Dexter, looking into those animated eyes, had a vision of Napoleon III, with lascivious lips and a shiny goatee, leaning over to kiss Annie's little hand. He coughed to dispel the vision.

"I don't see how you can leave at a time like this."

"What can I do about the war? Can I fight? I've never been able to do anything with my hands, so pity the poor soldier who has to wear my bandage." She laughed her old high laugh, but now he did not join her. "Oh, you're all so serious! Frankly, it bores me. You're so holy and grave. At least the Southern cavaliers have a dash to them. But I don't care to be hanged as a Confederate sympathizer, so I'd better clear out."

"I wonder if you'll ever come back."

"If you lose your war, maybe.
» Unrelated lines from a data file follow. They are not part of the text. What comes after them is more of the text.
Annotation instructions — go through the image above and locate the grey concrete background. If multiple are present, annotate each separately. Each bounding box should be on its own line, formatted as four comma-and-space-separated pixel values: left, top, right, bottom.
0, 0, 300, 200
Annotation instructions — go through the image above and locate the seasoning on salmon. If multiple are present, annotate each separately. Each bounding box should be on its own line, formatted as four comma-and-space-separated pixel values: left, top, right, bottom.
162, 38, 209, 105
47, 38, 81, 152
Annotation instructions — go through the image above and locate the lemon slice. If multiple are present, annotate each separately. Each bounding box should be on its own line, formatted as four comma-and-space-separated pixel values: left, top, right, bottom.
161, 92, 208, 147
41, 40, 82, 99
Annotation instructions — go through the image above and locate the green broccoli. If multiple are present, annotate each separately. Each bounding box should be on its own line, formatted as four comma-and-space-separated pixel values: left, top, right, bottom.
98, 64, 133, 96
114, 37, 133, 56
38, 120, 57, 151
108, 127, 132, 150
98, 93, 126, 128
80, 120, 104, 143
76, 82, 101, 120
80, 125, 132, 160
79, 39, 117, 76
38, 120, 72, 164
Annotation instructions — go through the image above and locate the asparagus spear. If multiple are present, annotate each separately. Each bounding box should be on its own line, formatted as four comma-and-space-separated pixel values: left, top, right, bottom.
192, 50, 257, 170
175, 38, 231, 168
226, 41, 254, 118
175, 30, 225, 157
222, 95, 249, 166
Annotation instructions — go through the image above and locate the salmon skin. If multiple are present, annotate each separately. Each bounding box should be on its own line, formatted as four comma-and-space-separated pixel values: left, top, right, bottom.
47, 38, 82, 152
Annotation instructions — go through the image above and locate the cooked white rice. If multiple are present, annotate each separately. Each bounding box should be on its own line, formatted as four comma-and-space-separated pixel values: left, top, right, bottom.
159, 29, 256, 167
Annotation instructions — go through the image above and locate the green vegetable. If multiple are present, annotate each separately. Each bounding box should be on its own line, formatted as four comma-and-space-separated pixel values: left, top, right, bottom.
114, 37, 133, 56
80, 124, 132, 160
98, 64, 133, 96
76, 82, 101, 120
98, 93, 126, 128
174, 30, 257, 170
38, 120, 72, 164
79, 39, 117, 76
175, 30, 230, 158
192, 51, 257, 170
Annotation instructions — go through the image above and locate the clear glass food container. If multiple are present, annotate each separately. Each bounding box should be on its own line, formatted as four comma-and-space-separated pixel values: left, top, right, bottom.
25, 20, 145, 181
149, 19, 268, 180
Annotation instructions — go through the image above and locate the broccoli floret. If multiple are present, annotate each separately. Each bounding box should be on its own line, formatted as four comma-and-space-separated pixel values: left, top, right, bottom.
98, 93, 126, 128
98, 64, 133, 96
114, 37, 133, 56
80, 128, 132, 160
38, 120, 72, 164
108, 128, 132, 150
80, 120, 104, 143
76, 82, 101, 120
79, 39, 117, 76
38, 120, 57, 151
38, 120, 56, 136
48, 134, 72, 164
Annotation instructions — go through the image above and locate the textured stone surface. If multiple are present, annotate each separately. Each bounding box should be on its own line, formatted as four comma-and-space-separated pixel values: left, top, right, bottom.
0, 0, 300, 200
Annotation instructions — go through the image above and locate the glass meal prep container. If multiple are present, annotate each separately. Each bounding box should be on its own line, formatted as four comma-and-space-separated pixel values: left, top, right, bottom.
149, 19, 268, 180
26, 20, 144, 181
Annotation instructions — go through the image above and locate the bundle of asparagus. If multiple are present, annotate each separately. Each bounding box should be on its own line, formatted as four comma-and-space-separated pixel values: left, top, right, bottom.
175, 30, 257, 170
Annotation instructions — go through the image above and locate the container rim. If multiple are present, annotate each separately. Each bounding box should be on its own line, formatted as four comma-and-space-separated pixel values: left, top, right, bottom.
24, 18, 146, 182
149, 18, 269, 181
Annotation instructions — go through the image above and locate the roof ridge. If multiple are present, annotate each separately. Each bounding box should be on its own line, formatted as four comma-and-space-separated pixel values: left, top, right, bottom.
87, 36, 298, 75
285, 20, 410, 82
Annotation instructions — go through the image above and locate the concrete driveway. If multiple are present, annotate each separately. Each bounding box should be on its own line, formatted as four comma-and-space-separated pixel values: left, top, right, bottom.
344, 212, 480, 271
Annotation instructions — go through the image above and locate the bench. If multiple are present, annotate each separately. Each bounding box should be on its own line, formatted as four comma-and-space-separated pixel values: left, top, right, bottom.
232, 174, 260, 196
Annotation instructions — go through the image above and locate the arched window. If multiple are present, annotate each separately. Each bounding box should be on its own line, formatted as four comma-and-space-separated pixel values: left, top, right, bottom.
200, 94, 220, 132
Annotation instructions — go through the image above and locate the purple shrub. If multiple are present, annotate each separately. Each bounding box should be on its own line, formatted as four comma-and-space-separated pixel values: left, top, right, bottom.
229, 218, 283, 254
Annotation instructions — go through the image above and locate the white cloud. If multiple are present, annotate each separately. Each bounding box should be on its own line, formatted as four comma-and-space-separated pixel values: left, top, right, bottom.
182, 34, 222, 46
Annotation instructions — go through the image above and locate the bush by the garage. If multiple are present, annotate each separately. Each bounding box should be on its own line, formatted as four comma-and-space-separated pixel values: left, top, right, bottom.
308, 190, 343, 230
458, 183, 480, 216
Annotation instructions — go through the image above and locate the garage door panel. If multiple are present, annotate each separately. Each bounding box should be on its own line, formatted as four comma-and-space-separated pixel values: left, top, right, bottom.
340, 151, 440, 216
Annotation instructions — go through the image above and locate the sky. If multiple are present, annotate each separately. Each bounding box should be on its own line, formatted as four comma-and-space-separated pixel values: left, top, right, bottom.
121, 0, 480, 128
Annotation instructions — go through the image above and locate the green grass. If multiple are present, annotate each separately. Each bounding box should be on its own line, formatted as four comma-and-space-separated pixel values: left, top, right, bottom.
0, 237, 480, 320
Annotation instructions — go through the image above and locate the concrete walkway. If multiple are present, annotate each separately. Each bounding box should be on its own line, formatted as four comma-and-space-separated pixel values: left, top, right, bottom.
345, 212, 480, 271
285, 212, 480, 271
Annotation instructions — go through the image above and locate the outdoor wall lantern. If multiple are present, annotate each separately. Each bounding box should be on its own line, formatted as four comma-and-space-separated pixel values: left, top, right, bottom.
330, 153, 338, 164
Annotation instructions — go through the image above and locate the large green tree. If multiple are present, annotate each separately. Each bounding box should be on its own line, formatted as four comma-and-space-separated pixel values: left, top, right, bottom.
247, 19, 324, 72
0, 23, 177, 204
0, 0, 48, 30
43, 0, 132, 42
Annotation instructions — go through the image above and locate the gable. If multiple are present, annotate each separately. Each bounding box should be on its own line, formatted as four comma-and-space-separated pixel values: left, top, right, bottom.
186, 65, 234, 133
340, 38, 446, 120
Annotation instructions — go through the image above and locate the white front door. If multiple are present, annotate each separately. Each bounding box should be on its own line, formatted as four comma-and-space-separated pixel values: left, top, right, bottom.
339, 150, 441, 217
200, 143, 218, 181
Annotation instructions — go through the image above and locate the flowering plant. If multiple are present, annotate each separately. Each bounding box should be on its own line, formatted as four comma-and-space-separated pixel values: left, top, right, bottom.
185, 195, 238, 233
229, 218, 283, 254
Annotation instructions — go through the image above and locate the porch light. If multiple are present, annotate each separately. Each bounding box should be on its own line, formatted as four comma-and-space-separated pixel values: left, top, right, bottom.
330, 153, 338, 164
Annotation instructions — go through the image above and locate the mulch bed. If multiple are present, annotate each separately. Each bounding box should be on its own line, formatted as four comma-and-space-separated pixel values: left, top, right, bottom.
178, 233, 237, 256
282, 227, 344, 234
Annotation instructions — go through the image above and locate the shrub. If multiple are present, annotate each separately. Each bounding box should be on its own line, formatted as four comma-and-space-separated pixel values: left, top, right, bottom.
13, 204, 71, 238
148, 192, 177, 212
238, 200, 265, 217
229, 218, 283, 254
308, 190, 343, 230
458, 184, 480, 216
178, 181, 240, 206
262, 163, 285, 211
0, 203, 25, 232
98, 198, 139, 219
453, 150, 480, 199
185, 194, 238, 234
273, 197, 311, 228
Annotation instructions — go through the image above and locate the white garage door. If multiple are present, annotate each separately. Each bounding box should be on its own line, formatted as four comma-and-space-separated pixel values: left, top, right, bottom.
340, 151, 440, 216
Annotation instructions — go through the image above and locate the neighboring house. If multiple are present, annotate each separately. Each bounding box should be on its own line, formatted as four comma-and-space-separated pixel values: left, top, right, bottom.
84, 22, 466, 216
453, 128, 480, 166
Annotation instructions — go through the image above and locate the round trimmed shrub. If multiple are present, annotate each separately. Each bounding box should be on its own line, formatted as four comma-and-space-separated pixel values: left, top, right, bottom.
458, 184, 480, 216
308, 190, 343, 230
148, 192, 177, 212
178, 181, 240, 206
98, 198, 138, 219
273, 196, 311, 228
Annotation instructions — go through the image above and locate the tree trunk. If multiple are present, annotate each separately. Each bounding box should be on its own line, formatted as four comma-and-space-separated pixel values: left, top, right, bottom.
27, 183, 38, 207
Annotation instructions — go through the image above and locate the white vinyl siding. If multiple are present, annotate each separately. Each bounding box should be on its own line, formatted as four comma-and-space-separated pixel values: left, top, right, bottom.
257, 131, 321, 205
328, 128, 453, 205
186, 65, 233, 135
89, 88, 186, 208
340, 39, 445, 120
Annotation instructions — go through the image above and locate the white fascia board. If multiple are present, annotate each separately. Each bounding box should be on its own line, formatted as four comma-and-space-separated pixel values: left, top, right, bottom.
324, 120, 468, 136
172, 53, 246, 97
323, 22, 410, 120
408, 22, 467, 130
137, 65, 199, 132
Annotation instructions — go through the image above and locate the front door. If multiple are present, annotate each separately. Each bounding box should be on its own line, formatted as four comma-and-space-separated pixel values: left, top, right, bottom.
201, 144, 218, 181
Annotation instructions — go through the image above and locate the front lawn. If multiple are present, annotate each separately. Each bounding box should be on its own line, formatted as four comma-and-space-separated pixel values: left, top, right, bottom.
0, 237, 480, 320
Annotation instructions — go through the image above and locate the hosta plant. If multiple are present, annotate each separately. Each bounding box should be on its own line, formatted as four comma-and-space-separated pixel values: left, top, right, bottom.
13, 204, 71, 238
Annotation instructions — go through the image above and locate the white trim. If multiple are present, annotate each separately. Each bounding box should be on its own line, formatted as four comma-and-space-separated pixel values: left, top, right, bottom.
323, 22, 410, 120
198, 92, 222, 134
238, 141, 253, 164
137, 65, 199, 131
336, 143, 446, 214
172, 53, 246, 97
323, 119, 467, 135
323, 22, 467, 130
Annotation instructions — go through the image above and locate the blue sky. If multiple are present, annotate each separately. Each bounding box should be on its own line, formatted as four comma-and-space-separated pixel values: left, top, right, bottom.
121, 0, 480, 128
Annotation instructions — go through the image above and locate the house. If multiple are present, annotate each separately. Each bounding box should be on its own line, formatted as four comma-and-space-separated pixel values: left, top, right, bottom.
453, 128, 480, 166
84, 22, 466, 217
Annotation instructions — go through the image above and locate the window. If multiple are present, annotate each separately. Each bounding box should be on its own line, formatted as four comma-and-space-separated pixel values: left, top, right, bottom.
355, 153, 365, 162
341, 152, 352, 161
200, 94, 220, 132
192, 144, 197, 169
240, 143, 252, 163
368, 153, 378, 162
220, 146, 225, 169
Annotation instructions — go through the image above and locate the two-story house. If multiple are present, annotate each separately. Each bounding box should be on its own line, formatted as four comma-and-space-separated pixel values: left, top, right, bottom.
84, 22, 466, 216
Then you might all be fun again. But if you win it, you'll be impossible! And you will win it, I suppose. Dull, pompous people always do. No, I'm not coming back!"
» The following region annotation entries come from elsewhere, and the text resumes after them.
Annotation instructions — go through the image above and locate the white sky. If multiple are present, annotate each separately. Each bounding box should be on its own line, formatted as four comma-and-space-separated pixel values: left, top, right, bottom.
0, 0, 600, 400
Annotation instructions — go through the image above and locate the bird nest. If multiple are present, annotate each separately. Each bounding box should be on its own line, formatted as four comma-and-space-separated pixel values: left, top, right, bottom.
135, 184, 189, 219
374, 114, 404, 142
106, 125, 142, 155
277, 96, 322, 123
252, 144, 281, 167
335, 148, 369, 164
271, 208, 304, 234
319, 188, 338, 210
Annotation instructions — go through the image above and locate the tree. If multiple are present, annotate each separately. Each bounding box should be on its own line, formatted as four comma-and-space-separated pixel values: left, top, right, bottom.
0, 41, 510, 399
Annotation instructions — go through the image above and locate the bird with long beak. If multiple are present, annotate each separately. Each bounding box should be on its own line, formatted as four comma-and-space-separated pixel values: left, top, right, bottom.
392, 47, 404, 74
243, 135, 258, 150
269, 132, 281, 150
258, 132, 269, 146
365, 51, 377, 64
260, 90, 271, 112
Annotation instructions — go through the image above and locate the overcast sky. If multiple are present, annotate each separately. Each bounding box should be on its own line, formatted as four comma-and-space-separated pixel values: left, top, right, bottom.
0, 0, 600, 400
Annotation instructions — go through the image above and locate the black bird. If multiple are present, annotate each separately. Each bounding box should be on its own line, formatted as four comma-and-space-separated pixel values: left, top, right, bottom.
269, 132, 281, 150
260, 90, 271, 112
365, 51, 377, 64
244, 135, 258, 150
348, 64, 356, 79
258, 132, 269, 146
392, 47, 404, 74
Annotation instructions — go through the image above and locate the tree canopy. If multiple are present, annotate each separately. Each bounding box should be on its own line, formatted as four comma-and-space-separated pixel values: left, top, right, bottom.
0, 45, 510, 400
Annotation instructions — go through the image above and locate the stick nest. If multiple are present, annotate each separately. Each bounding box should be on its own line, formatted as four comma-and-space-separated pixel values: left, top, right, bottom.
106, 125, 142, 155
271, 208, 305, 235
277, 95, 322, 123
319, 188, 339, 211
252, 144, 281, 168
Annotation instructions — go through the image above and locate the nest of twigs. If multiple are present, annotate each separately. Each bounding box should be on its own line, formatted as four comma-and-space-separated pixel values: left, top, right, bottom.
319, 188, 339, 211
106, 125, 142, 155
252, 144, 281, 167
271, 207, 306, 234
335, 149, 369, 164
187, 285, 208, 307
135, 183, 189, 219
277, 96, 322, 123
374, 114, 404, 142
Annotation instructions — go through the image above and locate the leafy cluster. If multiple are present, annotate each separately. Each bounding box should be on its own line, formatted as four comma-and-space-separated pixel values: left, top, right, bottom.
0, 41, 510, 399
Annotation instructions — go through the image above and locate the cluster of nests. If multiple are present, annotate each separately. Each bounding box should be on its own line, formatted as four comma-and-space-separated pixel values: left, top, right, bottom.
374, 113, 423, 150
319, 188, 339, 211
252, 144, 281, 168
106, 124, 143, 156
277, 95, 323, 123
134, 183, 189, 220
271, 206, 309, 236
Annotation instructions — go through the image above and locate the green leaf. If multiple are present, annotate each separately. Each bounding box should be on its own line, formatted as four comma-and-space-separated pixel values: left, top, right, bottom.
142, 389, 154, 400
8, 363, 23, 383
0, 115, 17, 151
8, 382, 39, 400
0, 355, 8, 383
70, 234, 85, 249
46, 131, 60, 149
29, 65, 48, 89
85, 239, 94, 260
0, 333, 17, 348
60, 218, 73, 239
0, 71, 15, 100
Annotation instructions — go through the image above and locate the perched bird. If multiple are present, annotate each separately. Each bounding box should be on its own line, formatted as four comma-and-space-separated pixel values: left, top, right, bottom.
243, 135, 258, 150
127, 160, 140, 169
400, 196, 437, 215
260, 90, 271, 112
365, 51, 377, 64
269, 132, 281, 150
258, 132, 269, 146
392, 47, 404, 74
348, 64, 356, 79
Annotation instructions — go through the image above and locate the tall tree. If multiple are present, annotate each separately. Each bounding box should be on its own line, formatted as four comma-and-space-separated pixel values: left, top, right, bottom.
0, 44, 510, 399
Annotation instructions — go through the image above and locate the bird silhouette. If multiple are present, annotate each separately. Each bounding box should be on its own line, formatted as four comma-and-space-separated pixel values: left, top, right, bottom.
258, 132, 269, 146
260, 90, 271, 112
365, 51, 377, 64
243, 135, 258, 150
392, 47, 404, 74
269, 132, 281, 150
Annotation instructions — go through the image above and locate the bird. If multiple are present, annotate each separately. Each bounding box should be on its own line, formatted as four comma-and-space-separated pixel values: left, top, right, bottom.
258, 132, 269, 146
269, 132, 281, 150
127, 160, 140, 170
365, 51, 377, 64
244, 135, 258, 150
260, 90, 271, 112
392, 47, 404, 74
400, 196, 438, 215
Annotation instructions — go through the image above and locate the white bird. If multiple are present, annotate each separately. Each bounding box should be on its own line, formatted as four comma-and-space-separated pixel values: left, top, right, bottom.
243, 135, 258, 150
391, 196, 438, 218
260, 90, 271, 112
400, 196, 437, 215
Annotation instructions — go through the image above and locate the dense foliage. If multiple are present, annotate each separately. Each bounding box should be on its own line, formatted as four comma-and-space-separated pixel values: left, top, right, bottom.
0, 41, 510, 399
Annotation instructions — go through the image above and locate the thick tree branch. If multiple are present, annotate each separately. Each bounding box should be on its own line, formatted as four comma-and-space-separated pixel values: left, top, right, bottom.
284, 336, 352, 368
"Has your trip been arranged?" he asked, with a more formal politeness. "Can I help you with tickets and passports?"

"Oh, Daddy's arranged the whole thing at the bank," she replied easily, and he realized that he was still under the Handy surveillance. Normally, such a chore would have been sent to his office. No, he was not quite trusted yet.

This was even more deeply emphasized when he discovered, a mouth later, that Jules Bleeker had been sent to Paris to write for the Richmond
Inquirer.
The Handys all knew, but nobody had spoken of it. They had given Annie up, but they were hanging on to him.

20

I
T WAS EARLY
on a July morning, outside Willard's Hotel, and Joanna Handy was supervising the loading of the picnic hamper into the double-seated open carriage with two horses that Dexter had engaged for the day to drive his father-in-law out from the capital to Centreville to watch McDowell trounce the rebels. He and Rosalie stood on the curb and watched.

"You won't change your mind and come with us?" he asked.

"I've got to be at the Sanitary Commission, thank you very much. Some of us have to work to win this war."